まず、選択肢にリファンピシンがある理由…

 米国感染症学会のガイドラインは「ブドウ球菌による人工関節感染の内科的治療にはβラクタム系抗菌薬もしくはバンコマイシンのいずれかとリファンピシンの併用を推奨1) している。……が、そもそもこの推奨の根拠2) 事態が不十分であり、専門家の間でも意見が割れているところ。(対象患者が33人とごく少数だったり、ベースの抗菌薬がなぜかCPFXだったり、そもそもの対象患者が術後早期感染で、遅発性が含まれていなかったりetc...)

 

 しかもこれは、人工関節におけるMRSA感染、であって、MRSA菌血症に対する治療の一般論ではない

 

で、結局リファンピシンどうなのか、という判断の根拠として…

つい先日ARREST studyというDB-RCTの結果がLANCETで出た。3)

 

結論としては

黄色ブドウ球菌菌血症で標準治療にリファンピシンを併用しても全死亡を含め有益性なし』

 

…ただ、このSTUDYは黄色ブドウ球菌感染症、であって、MRSAに絞った研究ではない点である事も注意が必要。(MRSAであった患者は、全体の6%のみ

 

---------------------------------------------------

 個人的経験でいくと、本年度5例の化膿性脊椎炎・腸腰筋膿瘍を経験し、うち3例がMRSAであった。(この地域は、なぜか深部膿瘍が多い…。いい経験にはなったが、これはこれで、原因を究明しなければ、と感じている。)

 そして幸い、本年度は治療失敗例はおらず、全員外来復帰できた事はちょっとした誇りでもある。(療養転院でもなく、外来復帰という所が嬉しい。)

 

 ただ、型通りVCMで押し切れた患者は0で、ダプトマイシンとリネゾリドの併用といった力技でおしきった症例もある。 (一応根拠として、2017年のダプトマイシンのReviw4)に、単独ではMRSAバイオフィルムに対し殺菌作用を持たないが、リネゾリドと併用することで殺菌効果が著しく上昇 って書いてあったし…。)

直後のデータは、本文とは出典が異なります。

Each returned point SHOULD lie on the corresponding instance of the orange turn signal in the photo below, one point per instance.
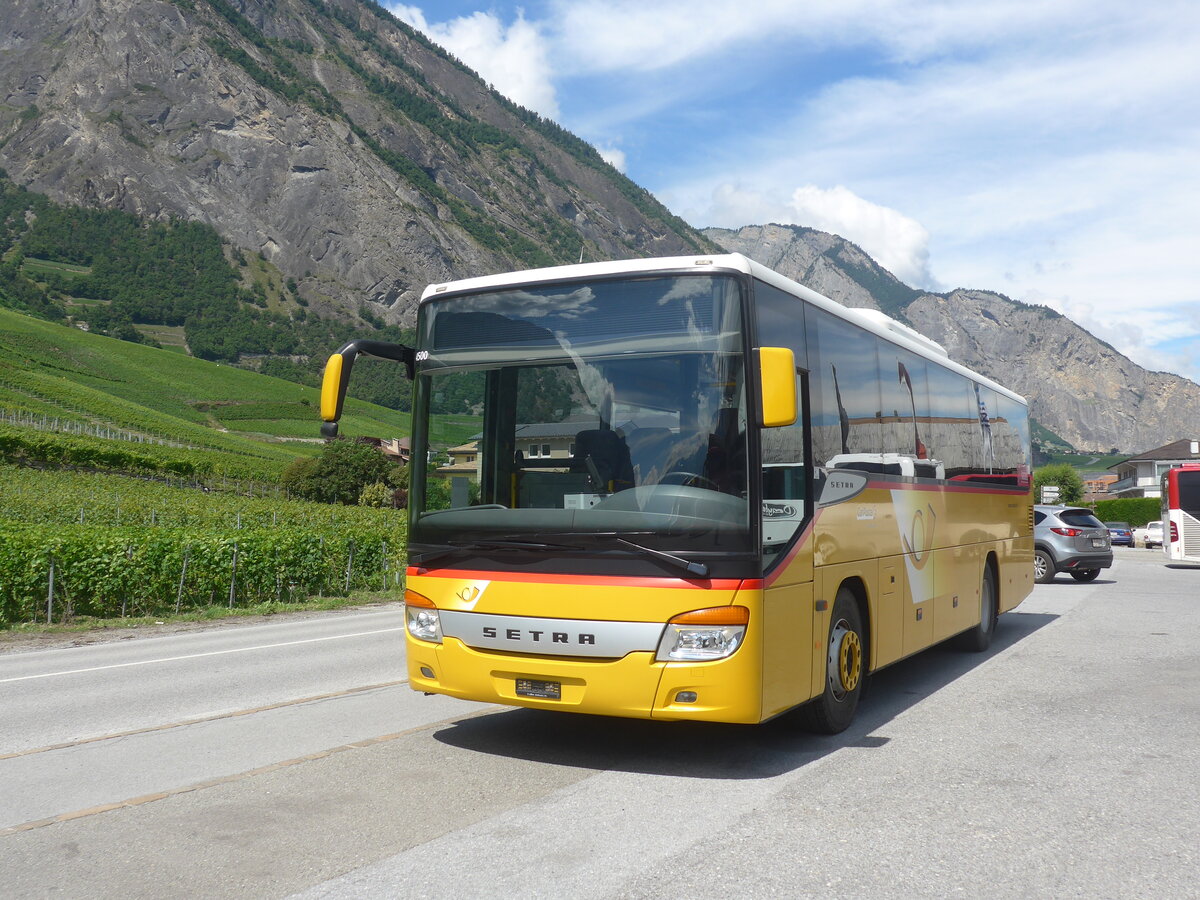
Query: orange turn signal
(713, 616)
(413, 599)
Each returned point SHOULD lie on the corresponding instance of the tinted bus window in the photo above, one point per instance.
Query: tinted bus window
(786, 504)
(845, 387)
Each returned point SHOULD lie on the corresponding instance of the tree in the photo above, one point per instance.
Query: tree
(1071, 485)
(340, 473)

 さらに内服切替時に、リネゾリド+RFP→MINO+RFP→MINO単剤と、ローテーションしてみたり。 (これには、なんの根拠もない。)

 

結局、MRSAの治療は、難しい。

 

1) Douglas R et al. Diagnosis and Management of Prosthetic Joint Infection: Clinical Practice Guidelines by the Infectious Diseases Society of America : 2013 Clinical Infectious Diseases

2) Werner Zimmerli et al. Role of Rifampin for Treatment of Orthopedic Implant–Related Staphylococcal Infections : 1998 Journal of the American Medical Association

3)Adjunctive rifampicin for Staphylococcus aureus bacteraemia (ARREST): a multicentre, randomised, double-blind, placebo-controlled trial

4)J. Antimicrob. Chemother. 2018; 73:1–11.